Children within the neighborhood are served by:

- Mockingbird Elementary School (K-5) in Lower Greenville - It is in proximity to, but outside of, Greenland Hills.
- J. L. Long Middle School (6–8)
- Woodrow Wilson High School (9–12)

Eduardo Mata Montessori School, a K-8 school, gives second admission priority to people zoned to Woodrow Wilson High. Therefore, Junius Heights is one of the neighborhoods with priority for the school.
=== Private schools ===

Nearby private schools include: St. Thomas Aquinas Catholic School (K-8), Dallas Christian Academy (K-12), Bishop Lynch High School (9–12), and Lakehill Preparatory School (K-12).

=== Colleges and universities ===

Greenland Hills is situated 2 miles from Southern Methodist University and in the Dallas County Community College District, which offers academic, continuing education, and adult education programs through seven community colleges and 14 campuses in Dallas County.

=== Churches ===
Many houses of worship are nearby including: Ridgecrest Baptist Church, Unity Church of Christianity, Greenland Hills United Methodist Church, Skillman Church of Christ, St. Andrew's Presbyterian Church, Providence Presbyterian Church, First United Lutheran Church, Northridge Presbyterian Church, Wilshire Baptist Church, New St. Peters Presbyterian Church, Lakewood United Methodist Church, Lakewood Presbyterian Church, and St. Thomas Aquinas Catholic Church.

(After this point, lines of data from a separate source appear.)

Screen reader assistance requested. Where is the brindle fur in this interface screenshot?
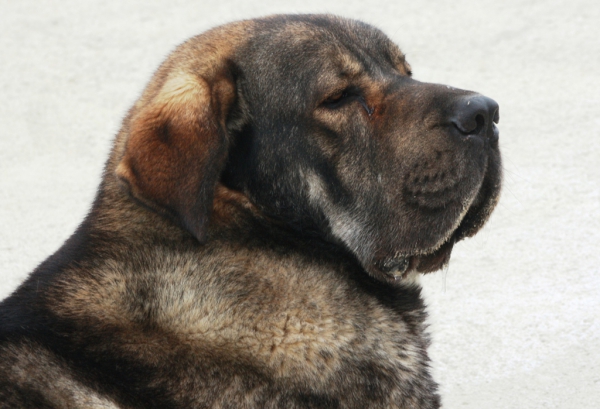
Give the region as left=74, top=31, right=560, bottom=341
left=0, top=15, right=500, bottom=408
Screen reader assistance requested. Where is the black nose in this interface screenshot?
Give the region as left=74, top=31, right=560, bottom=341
left=451, top=95, right=500, bottom=139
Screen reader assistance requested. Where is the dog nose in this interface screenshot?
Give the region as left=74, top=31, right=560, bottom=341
left=451, top=95, right=500, bottom=139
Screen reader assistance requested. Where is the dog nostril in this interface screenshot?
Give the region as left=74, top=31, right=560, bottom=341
left=451, top=95, right=500, bottom=136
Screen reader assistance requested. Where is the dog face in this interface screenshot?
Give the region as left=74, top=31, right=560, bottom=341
left=116, top=16, right=501, bottom=282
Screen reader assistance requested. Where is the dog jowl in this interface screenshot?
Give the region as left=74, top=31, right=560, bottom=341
left=0, top=15, right=501, bottom=408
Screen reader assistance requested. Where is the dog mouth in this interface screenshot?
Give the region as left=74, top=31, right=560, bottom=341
left=374, top=234, right=456, bottom=282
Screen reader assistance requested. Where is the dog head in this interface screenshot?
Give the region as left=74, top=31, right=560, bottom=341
left=116, top=15, right=501, bottom=282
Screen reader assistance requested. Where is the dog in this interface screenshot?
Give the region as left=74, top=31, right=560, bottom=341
left=0, top=15, right=501, bottom=409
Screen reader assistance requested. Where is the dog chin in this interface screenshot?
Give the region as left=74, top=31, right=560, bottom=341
left=367, top=236, right=456, bottom=284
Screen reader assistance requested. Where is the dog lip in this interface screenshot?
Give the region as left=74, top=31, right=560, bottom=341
left=373, top=234, right=456, bottom=282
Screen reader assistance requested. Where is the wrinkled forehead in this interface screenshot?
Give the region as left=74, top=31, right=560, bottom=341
left=246, top=16, right=410, bottom=89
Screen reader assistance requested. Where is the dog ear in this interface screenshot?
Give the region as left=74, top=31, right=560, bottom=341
left=116, top=67, right=236, bottom=242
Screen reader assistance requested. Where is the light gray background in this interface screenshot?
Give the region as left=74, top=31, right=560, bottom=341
left=0, top=0, right=600, bottom=409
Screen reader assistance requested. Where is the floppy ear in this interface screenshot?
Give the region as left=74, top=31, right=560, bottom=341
left=116, top=68, right=236, bottom=242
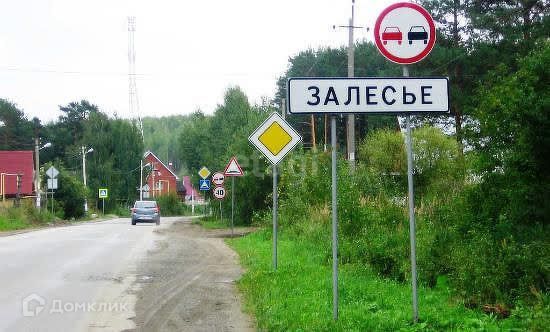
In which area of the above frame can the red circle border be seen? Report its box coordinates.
[374,2,436,65]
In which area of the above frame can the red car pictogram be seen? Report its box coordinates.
[382,27,403,45]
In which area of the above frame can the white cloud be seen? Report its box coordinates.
[0,0,404,121]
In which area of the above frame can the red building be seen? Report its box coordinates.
[0,151,34,196]
[143,151,178,198]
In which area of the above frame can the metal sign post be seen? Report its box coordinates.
[374,2,438,323]
[403,65,418,323]
[272,164,279,270]
[223,156,244,237]
[330,115,338,320]
[231,177,235,237]
[248,112,302,270]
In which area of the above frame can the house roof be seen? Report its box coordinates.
[0,151,34,195]
[143,151,178,180]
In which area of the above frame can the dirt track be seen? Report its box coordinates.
[128,222,255,331]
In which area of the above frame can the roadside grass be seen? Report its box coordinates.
[195,216,231,229]
[0,205,55,231]
[227,230,532,331]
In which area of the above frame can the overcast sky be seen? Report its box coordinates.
[0,0,404,122]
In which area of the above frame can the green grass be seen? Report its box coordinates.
[196,216,231,229]
[227,230,529,331]
[0,205,54,231]
[0,215,32,231]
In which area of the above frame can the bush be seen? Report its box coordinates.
[55,167,87,220]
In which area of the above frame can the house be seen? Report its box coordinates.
[0,151,34,197]
[143,151,178,198]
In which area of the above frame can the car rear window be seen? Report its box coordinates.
[135,201,157,208]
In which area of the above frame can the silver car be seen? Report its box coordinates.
[132,201,160,225]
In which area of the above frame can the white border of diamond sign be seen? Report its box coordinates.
[248,112,302,165]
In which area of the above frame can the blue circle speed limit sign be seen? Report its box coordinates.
[214,187,225,199]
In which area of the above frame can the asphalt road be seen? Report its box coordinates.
[0,217,248,331]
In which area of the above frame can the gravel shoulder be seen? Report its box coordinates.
[128,221,255,331]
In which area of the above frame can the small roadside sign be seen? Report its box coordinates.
[223,157,244,176]
[374,2,436,65]
[212,172,225,186]
[199,179,210,191]
[46,166,59,179]
[213,186,225,199]
[98,188,109,198]
[199,166,210,179]
[48,179,57,190]
[248,112,302,165]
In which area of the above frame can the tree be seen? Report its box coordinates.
[0,99,34,150]
[474,41,550,223]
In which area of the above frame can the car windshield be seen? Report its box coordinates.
[135,201,157,208]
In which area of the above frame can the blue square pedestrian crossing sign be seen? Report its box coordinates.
[199,179,210,191]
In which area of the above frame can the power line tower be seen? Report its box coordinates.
[128,16,144,140]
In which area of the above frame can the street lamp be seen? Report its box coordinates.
[81,146,94,214]
[34,137,52,209]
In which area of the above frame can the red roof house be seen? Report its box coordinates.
[143,151,178,198]
[183,175,204,202]
[0,151,34,196]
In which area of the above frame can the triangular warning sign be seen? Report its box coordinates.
[223,157,244,176]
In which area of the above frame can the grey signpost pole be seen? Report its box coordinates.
[403,66,418,323]
[231,176,235,237]
[330,115,338,320]
[273,164,278,270]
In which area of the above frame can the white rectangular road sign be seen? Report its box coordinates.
[287,77,449,114]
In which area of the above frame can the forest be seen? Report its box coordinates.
[0,0,550,330]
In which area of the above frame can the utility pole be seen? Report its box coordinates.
[34,135,40,210]
[82,146,88,214]
[139,158,143,201]
[81,146,94,214]
[13,174,23,207]
[128,16,144,141]
[333,0,369,170]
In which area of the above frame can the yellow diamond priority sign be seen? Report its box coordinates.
[199,166,210,179]
[248,113,302,165]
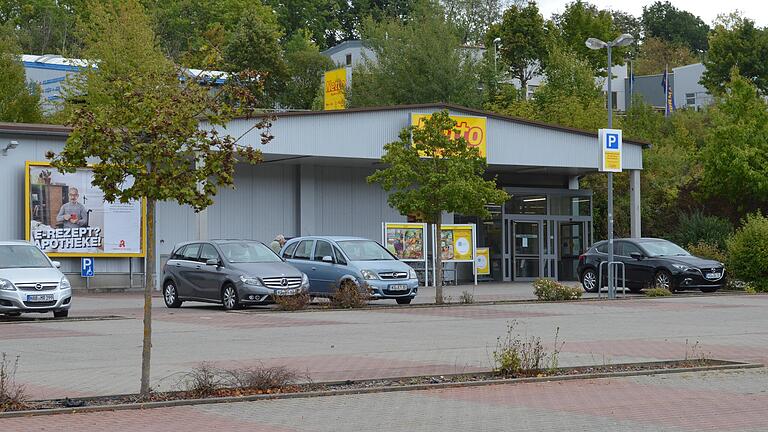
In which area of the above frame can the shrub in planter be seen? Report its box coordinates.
[533,279,581,301]
[687,240,727,263]
[726,213,768,292]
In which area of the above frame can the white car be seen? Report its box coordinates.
[0,241,72,318]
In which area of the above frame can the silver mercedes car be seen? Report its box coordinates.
[163,240,309,310]
[0,241,72,318]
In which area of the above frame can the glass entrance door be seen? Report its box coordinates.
[558,222,587,281]
[512,221,541,281]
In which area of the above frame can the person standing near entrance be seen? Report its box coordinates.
[269,234,285,255]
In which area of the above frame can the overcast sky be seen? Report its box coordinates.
[537,0,768,27]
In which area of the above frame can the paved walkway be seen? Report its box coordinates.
[0,294,768,431]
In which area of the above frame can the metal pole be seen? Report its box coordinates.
[598,42,616,299]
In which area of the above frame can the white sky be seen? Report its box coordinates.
[536,0,768,27]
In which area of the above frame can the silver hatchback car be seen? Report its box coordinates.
[0,241,72,318]
[163,240,309,310]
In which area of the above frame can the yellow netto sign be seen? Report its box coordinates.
[411,113,486,157]
[324,68,347,111]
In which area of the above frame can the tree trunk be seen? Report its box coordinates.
[435,219,443,304]
[140,199,155,396]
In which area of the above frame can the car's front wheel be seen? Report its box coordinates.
[653,270,675,292]
[581,269,600,292]
[221,285,240,310]
[163,281,182,308]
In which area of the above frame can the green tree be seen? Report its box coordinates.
[552,0,626,71]
[281,32,334,109]
[347,1,482,107]
[47,0,269,395]
[701,72,768,210]
[700,17,768,94]
[368,110,509,304]
[485,2,547,94]
[0,26,42,123]
[634,37,698,75]
[642,1,709,52]
[224,5,289,107]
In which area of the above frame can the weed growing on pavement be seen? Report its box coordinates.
[645,288,672,297]
[459,290,475,304]
[0,353,27,412]
[275,293,309,311]
[533,278,582,301]
[330,280,370,309]
[493,321,565,377]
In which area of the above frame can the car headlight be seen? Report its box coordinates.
[0,278,16,291]
[240,275,262,286]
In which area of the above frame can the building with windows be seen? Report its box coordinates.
[0,104,647,287]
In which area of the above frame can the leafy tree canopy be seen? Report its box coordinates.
[348,1,482,107]
[642,1,709,52]
[0,26,42,123]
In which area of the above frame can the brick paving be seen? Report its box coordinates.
[0,293,768,432]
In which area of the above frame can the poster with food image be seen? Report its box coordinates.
[384,223,426,261]
[25,162,144,257]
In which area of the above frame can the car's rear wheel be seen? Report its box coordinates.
[653,270,675,292]
[581,269,599,292]
[221,285,240,310]
[163,281,183,308]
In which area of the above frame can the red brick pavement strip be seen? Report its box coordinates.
[561,339,768,363]
[0,407,296,432]
[430,379,768,431]
[198,355,487,381]
[376,306,558,319]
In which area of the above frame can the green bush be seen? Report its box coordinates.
[687,240,727,263]
[727,212,768,292]
[645,288,672,297]
[671,211,733,250]
[533,279,582,301]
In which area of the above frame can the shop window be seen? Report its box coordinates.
[505,195,547,215]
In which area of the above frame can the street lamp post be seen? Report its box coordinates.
[586,34,635,298]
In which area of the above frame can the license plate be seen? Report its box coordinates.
[27,294,53,301]
[275,289,298,295]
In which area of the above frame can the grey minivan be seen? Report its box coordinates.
[163,240,309,310]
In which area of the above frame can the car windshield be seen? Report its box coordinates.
[640,240,690,256]
[338,240,395,261]
[0,245,51,268]
[219,242,282,264]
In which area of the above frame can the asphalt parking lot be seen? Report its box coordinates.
[0,293,768,431]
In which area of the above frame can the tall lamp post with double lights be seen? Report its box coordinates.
[586,33,635,298]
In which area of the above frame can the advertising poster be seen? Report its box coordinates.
[475,248,491,276]
[440,225,474,262]
[324,68,347,111]
[384,223,426,261]
[25,162,144,257]
[411,113,486,157]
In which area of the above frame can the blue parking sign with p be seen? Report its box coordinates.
[80,257,94,277]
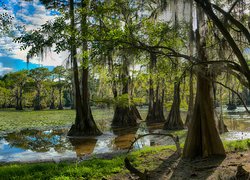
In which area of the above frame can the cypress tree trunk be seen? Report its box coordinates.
[183,4,225,158]
[49,87,56,109]
[112,57,141,127]
[185,72,194,127]
[163,83,184,130]
[15,88,19,110]
[183,74,225,158]
[34,84,42,110]
[68,0,101,136]
[58,87,63,110]
[146,53,165,124]
[19,86,23,110]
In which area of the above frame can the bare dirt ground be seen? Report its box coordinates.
[112,151,250,180]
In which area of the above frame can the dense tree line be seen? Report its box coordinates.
[0,66,73,110]
[1,0,250,158]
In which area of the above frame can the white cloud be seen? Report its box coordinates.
[0,0,68,66]
[0,63,13,76]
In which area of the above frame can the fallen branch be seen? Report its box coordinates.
[124,133,181,180]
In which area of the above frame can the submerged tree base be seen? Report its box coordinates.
[67,124,102,136]
[146,101,165,124]
[112,106,142,127]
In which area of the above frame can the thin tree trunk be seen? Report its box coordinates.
[58,87,63,110]
[185,71,194,127]
[68,0,101,136]
[183,4,225,158]
[49,87,56,109]
[163,83,184,130]
[19,86,23,110]
[146,53,165,124]
[112,57,141,127]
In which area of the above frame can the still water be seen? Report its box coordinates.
[0,108,250,162]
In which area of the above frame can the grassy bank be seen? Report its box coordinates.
[0,140,250,179]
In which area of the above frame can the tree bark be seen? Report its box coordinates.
[49,85,56,109]
[183,4,225,158]
[185,71,194,127]
[112,57,141,127]
[146,53,165,124]
[68,0,101,136]
[58,87,63,110]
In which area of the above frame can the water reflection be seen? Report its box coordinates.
[69,138,97,157]
[4,129,69,153]
[0,107,250,162]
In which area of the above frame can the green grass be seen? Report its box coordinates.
[0,140,250,180]
[223,139,250,152]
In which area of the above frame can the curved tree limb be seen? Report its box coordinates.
[124,133,181,180]
[215,81,250,114]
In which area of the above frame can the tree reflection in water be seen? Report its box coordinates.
[69,138,97,157]
[4,129,72,153]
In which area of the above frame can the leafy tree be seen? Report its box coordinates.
[5,70,28,110]
[29,67,50,110]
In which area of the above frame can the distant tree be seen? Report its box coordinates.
[5,70,28,110]
[29,67,50,110]
[52,66,66,110]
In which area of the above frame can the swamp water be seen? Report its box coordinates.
[0,108,250,163]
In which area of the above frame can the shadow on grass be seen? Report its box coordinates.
[148,153,225,179]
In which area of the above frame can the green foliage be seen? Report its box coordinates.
[223,139,250,152]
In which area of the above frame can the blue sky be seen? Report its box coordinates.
[0,0,68,75]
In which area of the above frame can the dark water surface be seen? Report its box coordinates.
[0,108,250,162]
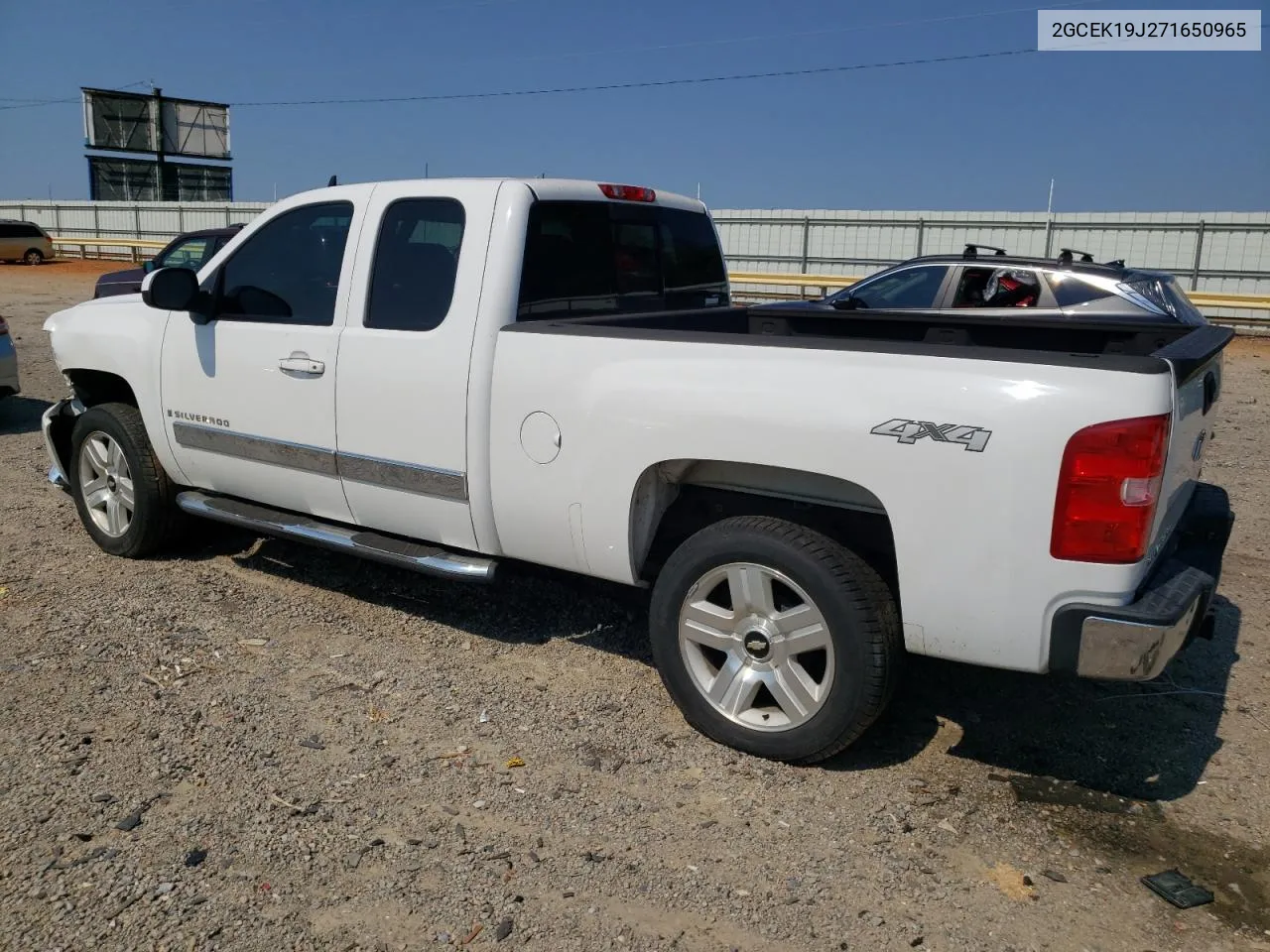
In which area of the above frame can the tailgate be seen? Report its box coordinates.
[1147,325,1234,562]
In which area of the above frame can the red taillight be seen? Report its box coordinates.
[1049,414,1169,563]
[599,182,657,202]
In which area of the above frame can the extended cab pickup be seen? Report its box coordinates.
[44,178,1232,763]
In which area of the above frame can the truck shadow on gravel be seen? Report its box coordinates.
[187,525,1241,799]
[0,396,52,435]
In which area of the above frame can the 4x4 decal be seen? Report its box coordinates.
[869,418,992,453]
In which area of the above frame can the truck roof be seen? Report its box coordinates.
[290,176,706,212]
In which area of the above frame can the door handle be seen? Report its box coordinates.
[278,353,326,377]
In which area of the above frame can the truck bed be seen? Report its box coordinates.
[503,304,1232,382]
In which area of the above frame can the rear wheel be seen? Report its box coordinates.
[650,517,903,763]
[69,404,181,558]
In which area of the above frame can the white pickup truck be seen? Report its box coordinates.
[44,178,1233,763]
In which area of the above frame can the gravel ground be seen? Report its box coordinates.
[0,263,1270,952]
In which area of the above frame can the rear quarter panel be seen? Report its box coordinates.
[490,331,1171,670]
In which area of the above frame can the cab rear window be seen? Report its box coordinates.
[517,202,727,320]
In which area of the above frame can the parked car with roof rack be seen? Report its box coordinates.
[0,218,54,264]
[763,244,1206,325]
[92,223,242,298]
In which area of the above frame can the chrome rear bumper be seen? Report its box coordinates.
[1049,482,1234,680]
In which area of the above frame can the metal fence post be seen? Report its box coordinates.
[1192,218,1204,291]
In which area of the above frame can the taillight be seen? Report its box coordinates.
[599,182,657,202]
[1049,414,1169,563]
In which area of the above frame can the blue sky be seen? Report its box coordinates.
[0,0,1270,210]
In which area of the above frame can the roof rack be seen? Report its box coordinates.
[1058,248,1093,266]
[961,245,1006,258]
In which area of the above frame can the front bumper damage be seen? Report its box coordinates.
[40,398,83,491]
[1049,482,1234,680]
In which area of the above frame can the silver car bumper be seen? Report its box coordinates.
[40,398,83,490]
[1049,482,1234,680]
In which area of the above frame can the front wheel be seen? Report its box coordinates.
[650,517,903,765]
[69,404,181,558]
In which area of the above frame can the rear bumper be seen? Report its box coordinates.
[40,398,83,490]
[1049,482,1234,680]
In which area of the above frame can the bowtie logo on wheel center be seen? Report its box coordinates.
[744,631,772,661]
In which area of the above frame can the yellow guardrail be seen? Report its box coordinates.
[50,236,168,262]
[727,272,1270,311]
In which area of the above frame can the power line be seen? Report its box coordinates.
[232,49,1038,109]
[0,80,154,109]
[435,0,1107,63]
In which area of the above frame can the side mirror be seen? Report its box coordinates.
[141,268,207,323]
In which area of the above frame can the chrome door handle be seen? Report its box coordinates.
[278,354,326,377]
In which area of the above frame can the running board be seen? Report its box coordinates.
[177,490,496,581]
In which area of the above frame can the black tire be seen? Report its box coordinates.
[649,517,904,765]
[67,404,183,558]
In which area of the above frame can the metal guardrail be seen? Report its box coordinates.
[727,272,1270,323]
[50,237,168,262]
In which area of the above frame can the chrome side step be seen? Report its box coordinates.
[177,490,496,581]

== Parks and recreation ==

- Glencoe Park, established in 1944, is a 14.1 acre neighborhood park managed by the Dallas Parks and Recreation Department. Features included: basketball, picnic tables, water fountain, playground portalets, rugby field, softball field, tennis court, and walking trails.
- Katy Trail
- Santa Fe Trail, beginning at White Rock Lake and winding through East Dallas neighborhoods, connects to historic Deep Elum and Fair Park by way of a 12 foot wide, 4.5 mile long paved path over the former Santa Fe Railroad line.